Greece has signed a revised contract with NH Industries (NHI) that will enable the nation’s army to receive a final six of 20 NH90 troop transport helicopters, including a pair in a new special forces configuration.
NHI has not specified the equipment that will be installed on the “special operations” helicopters, but stresses that they are different from the Standard 2 NH90s being developed to perform a similar role for the French army. Deliveries under the updated agreement will begin in 2022.
In addition, the contract modification will enable four NH90s delivered to Athens in an intermediate standard to be upgraded to a full operational configuration (FOC).
Also included is a framework agreement that will enable the creation of an in-service support facility in Greece – a provision absent from previous contracts.
Services and support have long been a source of friction for all NH90 operators, which NHI is now attempting to address.
In 2020 the company – a consortium comprising Airbus Helicopters, Leonardo Helicopters and Fokker – launched a “transformation plan” designed to improve the availability of the global NH90 fleet.
Initiatives have been introduced designed to reduce the maintenance burden, improve repair and overhaul turnaround times, develop local in-country solutions, accelerate new parts availability and optimise retrofits. First results from these programmes are expected in June this year, says NHI.
Availability issues were at the heart of Norway’s recent decision to seek a leased alternative to its naval NH90s for coastguard operations, allowing Oslo to dedicate its fleet to anti-submarine warfare operations.
While declining to address the Norwegian plan, NHI says it is working with its customer to increase fleet uptime.
So far, Norway has received 11 of 14 NH90s, with the final three helicopters to be handed over from June this year. Deliveries were scheduled to begin in March 2020, but were pushed back at Oslo’s behest.
“This one-year postponement has seen the implementation of an agreed way forward to accommodate many additional requests from the Norwegian customer,” says NHI.

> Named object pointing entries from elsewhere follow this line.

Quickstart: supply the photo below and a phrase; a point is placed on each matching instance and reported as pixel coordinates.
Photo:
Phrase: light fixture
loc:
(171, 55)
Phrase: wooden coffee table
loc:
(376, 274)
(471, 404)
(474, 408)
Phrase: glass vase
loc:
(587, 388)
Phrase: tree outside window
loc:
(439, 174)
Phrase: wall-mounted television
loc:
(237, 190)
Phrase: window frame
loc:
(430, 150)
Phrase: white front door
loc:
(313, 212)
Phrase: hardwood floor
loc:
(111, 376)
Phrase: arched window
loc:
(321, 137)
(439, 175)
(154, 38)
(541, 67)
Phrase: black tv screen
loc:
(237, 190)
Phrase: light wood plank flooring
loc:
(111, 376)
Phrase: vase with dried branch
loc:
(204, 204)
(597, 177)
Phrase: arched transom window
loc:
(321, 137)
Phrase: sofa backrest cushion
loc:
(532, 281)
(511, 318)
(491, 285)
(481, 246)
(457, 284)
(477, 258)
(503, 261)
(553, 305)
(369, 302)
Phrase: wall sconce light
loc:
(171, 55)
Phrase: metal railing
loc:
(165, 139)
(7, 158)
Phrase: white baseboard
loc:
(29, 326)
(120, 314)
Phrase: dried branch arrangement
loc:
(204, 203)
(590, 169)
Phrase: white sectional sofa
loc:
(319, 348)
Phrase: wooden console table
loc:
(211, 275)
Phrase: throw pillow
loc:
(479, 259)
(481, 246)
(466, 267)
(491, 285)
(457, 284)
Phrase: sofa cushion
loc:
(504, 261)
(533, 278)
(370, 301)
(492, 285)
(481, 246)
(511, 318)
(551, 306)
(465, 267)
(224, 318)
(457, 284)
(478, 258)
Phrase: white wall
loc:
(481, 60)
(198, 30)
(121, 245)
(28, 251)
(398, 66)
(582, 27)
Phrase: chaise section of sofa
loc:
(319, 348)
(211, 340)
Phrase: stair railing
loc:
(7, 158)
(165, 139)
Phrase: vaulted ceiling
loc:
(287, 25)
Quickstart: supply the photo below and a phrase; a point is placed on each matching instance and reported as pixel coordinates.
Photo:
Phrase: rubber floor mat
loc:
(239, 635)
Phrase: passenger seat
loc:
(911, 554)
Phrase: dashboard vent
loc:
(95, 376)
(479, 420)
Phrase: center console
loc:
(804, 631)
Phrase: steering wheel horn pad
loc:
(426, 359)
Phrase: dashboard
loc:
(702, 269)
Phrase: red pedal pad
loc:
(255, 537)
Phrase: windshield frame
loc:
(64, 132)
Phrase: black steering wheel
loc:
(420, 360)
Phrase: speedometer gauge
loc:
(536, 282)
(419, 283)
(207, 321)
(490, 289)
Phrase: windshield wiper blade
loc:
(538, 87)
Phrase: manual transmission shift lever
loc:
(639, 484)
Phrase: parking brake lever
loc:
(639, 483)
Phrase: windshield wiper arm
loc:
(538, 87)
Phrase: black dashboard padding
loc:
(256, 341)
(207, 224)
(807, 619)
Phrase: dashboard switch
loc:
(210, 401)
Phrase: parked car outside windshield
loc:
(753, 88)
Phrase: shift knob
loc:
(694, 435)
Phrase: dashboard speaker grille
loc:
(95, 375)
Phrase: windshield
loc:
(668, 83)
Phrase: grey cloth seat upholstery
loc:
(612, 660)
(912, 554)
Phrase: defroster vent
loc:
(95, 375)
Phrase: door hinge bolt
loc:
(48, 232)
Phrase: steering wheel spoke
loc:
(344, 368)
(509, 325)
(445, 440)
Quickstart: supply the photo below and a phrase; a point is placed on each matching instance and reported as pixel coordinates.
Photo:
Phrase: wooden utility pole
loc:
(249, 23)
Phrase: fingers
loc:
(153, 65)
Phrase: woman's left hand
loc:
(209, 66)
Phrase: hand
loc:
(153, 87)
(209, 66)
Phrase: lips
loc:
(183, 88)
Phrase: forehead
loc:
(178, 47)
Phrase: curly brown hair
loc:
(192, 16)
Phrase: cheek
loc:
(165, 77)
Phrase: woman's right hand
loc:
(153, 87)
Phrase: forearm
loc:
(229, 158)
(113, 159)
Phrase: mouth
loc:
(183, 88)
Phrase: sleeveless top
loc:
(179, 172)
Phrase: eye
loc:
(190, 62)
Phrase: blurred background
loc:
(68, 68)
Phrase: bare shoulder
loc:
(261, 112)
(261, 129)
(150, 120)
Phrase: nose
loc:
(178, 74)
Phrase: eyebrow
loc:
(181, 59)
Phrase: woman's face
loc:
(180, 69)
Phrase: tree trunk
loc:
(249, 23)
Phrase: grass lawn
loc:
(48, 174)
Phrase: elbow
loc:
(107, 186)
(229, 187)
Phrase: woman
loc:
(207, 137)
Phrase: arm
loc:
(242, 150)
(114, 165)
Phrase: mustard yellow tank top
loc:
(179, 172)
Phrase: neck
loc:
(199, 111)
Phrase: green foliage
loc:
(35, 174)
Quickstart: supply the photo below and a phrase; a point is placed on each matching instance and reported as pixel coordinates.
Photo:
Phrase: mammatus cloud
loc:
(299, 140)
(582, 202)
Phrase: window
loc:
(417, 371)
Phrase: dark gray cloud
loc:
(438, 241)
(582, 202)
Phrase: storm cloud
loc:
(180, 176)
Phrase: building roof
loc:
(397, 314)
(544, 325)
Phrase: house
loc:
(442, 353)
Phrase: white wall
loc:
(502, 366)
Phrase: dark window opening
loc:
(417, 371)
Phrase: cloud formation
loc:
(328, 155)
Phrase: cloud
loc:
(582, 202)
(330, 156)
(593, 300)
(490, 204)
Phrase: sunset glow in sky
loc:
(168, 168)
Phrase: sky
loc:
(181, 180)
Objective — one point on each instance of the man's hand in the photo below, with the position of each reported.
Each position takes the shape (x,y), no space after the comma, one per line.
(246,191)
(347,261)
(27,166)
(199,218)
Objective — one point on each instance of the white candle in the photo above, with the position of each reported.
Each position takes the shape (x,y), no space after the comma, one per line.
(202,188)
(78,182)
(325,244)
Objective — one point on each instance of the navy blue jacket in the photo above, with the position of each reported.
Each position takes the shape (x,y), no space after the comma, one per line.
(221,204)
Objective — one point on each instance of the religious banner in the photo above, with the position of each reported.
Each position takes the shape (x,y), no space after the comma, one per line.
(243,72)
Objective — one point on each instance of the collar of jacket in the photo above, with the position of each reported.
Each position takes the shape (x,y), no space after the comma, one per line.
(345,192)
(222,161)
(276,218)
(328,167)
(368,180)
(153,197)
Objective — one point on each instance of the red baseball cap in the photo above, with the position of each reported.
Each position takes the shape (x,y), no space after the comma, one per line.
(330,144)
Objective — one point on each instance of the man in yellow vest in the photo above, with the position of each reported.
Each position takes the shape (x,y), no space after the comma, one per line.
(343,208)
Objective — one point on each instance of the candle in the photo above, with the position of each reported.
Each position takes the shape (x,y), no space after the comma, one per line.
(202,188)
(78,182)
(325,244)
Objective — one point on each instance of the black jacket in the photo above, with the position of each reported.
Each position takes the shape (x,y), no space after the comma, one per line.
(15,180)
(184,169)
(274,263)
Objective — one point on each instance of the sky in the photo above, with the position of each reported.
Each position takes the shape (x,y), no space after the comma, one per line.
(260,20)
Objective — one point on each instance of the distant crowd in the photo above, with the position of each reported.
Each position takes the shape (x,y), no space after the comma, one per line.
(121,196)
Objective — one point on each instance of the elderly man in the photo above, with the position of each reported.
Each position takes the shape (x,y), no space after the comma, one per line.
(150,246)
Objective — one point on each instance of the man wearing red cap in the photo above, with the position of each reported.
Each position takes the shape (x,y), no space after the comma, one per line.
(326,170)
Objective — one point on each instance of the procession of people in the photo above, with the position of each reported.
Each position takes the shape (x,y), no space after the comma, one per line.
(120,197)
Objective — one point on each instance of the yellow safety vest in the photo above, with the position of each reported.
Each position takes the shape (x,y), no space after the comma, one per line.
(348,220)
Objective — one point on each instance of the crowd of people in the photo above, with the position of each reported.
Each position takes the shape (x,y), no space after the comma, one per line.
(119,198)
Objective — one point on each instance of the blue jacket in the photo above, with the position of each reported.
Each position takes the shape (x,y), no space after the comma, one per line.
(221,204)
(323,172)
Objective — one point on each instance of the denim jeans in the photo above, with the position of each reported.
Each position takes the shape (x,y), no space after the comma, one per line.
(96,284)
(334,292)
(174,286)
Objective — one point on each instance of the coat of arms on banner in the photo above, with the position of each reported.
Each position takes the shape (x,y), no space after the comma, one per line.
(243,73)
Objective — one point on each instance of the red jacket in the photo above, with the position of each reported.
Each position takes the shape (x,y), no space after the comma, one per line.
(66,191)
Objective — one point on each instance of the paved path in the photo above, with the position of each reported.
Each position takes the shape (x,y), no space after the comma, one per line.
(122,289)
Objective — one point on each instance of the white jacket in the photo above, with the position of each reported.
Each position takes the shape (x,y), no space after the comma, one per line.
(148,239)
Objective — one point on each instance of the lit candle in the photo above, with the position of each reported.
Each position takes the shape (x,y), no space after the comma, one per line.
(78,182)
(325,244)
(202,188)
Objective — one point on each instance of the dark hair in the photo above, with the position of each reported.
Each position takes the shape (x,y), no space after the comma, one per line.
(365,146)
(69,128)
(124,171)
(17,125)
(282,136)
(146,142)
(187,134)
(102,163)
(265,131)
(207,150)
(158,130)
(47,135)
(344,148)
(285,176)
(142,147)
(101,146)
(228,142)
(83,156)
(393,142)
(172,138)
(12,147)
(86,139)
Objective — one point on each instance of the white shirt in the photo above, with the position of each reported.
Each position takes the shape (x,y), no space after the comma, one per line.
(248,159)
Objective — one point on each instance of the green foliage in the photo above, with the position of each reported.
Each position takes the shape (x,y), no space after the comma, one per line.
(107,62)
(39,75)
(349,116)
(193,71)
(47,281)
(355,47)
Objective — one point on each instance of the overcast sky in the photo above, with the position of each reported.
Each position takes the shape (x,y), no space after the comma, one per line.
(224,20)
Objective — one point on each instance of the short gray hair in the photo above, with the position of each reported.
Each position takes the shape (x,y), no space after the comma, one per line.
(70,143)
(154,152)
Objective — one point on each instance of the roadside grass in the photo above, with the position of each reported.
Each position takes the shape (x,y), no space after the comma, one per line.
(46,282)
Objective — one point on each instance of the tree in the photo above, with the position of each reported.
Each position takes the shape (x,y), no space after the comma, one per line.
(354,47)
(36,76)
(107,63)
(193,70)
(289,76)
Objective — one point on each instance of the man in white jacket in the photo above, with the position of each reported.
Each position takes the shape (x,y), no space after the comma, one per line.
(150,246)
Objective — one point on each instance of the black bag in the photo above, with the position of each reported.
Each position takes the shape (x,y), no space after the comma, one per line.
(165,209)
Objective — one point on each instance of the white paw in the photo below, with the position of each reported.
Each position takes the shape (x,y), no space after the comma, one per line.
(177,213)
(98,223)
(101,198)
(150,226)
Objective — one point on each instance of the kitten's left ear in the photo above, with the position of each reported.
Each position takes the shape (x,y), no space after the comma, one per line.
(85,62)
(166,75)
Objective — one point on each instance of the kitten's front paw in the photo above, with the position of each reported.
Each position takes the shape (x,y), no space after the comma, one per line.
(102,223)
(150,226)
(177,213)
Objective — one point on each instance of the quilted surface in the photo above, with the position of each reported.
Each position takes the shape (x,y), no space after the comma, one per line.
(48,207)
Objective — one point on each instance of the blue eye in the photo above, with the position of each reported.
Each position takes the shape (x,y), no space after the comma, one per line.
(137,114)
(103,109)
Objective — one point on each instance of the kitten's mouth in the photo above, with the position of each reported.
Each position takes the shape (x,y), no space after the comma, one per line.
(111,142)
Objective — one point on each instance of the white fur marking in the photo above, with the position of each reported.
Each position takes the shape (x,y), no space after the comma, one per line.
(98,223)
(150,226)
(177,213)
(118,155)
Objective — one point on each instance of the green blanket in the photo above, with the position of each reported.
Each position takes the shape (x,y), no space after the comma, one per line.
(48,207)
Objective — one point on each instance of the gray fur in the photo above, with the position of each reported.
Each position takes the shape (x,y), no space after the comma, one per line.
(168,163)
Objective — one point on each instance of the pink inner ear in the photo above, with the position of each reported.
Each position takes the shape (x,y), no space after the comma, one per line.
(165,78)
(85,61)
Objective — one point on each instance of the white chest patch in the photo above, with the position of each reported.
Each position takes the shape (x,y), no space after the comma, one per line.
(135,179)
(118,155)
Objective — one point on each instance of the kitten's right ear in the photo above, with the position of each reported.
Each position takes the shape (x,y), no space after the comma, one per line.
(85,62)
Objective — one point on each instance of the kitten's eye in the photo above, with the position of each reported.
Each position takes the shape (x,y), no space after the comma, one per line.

Additionally, retrofit activities on six examples, raising them to the FOC standard, are under way at the manufacturer’s Tessera plant near Venice.
NHI says it is also addressing the availability of spare parts for Norway and is setting up a local main gearbox repair capability. “Further discussions are already ongoing to extend such local repair capability also to [the] tail gearbox and other key items”, it says.